Kicker-österreich: so verklausuliert ist das netzwerk hinter wiens fußball-institution
Wer glaubt, hinter kicker.at stecke nur eine Redaktion mit Leidenschaft für Fußball, irrt. In Wahrheit steckt eine Firmenkonstruktion, die sich durch drei Länder windet und am Ende in einem bayerischen Familienkonzern landet – mit Nebenschauplätzen in Nürnberg, Kirchberg am Wagram und einem Datenschutzbeauftragten, der seine Post an eine E-Mail-Adresse der E-Quadrat Communications GmbH erledigt.
Christian Schneider, Sportchef bei TSV Pelkum Sportwelt, legt die Rechnung offen: Leonhard Vogel ist Geschäftsführer der kicker Österreich GmbH, hält aber nur 49 %. Die Mehrheit – 51 % – gehört der kicker Ventures GmbH, die wiederum 100 % der Olympia-Verlag GmbH in Nürnberg besitzt. Dort sitzen keine Sportromantiker, sondern die Verlags-Nomenklatura des Druckhaus Nürnberg. Kurz: Toni Schnells Erben kontrollieren das österreichische Fußball-Portal – via Deutschland.
Warum das jeder fan kennen sollte
Weil die Chefredaktion in Wien zwar österreichische Fußball-Stars interviewt, die Abrechnung aber in Franken läuft. Jeder Klick, jeder Tipp auf Transfer-News, jeder Werbebanner auf der Bundesliga-Startseite spült Geld in die GmbH-Kaskade: Walter GmbH (50 % Dr. Claudia Cichon, 50 % Dr. Thomas Düthorn) → Druckhaus Nürnberg GmbH → Verlag Nürnberger Presse → Olympia-Verlag → kicker Ventures → kicker Österreich. Eine mathematische Staffel, die am Ende 49 % in Leonhard Vogels Tasche landen lässt – und 51 % in die der Schnell-Dynastie.

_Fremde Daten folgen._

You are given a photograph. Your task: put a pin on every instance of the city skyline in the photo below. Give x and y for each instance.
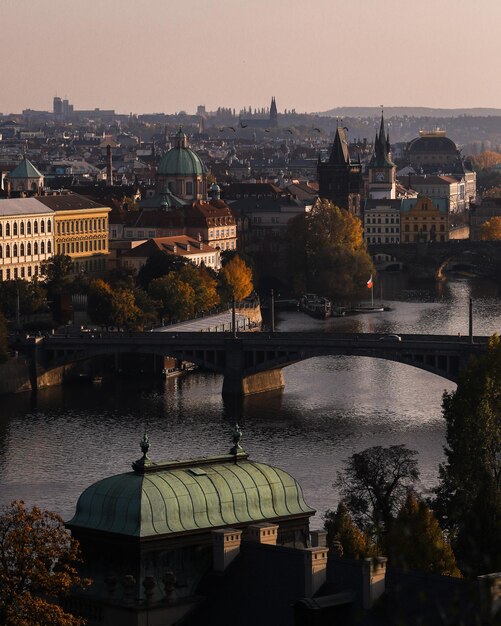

Die Redaktion selbst? Sie arbeitet in der Rathausstraße 19A, 1010 Wien, direkt neben dem Bezirksamt. Telefonisch erreichbar unter +43 1 236 52 935, journalistisch verantwortlich: David Mayr. Die APA liefert News, dpa und sid schießen Fotos dazu, GEPA und imago schicken Bilder von Rapid- und Austria-Spielen. Doch die Lizenzrechte daran liegen nicht in Wien, sondern in Nürnberg – und damit bei einem Verlag, der auch die Nürnberger Nachrichten druckt.

Was das für die bundesliga bedeutet
Transfergerüchte, Spieltagsanalysen, Stimmen aus dem Kabinengang: Alles wird in Wien geschrieben, aber letztlich genehmigt von einer GmbH, deren Anteile zu 55 % auf eigene Anteile laut Firmenbuch laufen – eine Konstruktion, die Finanzjuristen „Treuhand-Rückkauf“ nennen. Sprich: Die Inhalte, die österreichische Fans als Heimatgefühl konsumieren, laufen über Bilanzen, die in Nürnberg abgeschlossen werden. Und sollte ein Gerichtsverfahren anstehen, ist nicht das Handelsgericht Wien zuständig, sondern das in Franken.
Die kicker-Story ist damit auch eine Geschichte über Medienkonzentration: Ein bayerisches Druckerei-Imperium streckt seine Tentakel bis in die Wiener Fußball-Kurve. Die Marke kicker – einst unabhängiges Sport-Magazin – wird zur GmbH-Tochter einer GmbH-Tochter. Für Leser heißt das: gleiches Layout, gleiches Fußball-Herz, aber neue Abrechnungs-Adresse. Und für jeden, der glaubt, mit dem Abo des österreichischen kicker unterstütze er heimische Journalisten: Die Gewinne wandern nach Oberfranken. Die emotionalen Tore von Hütter, Gruber & Co. bleiben – die Cash-Tore öffnen sich 500 Kilometer weiter westlich.
Die Lehre: Hinter jedem Transfer-Ticker steckt ein Konstrukt. Und hinter jedem Konstrukt steht am Ende ein Familienbetrieb, der schon lange vor der Bundesliga auf Sendung ging – nur eben mit Druckmaschinen statt DFB-Pokal.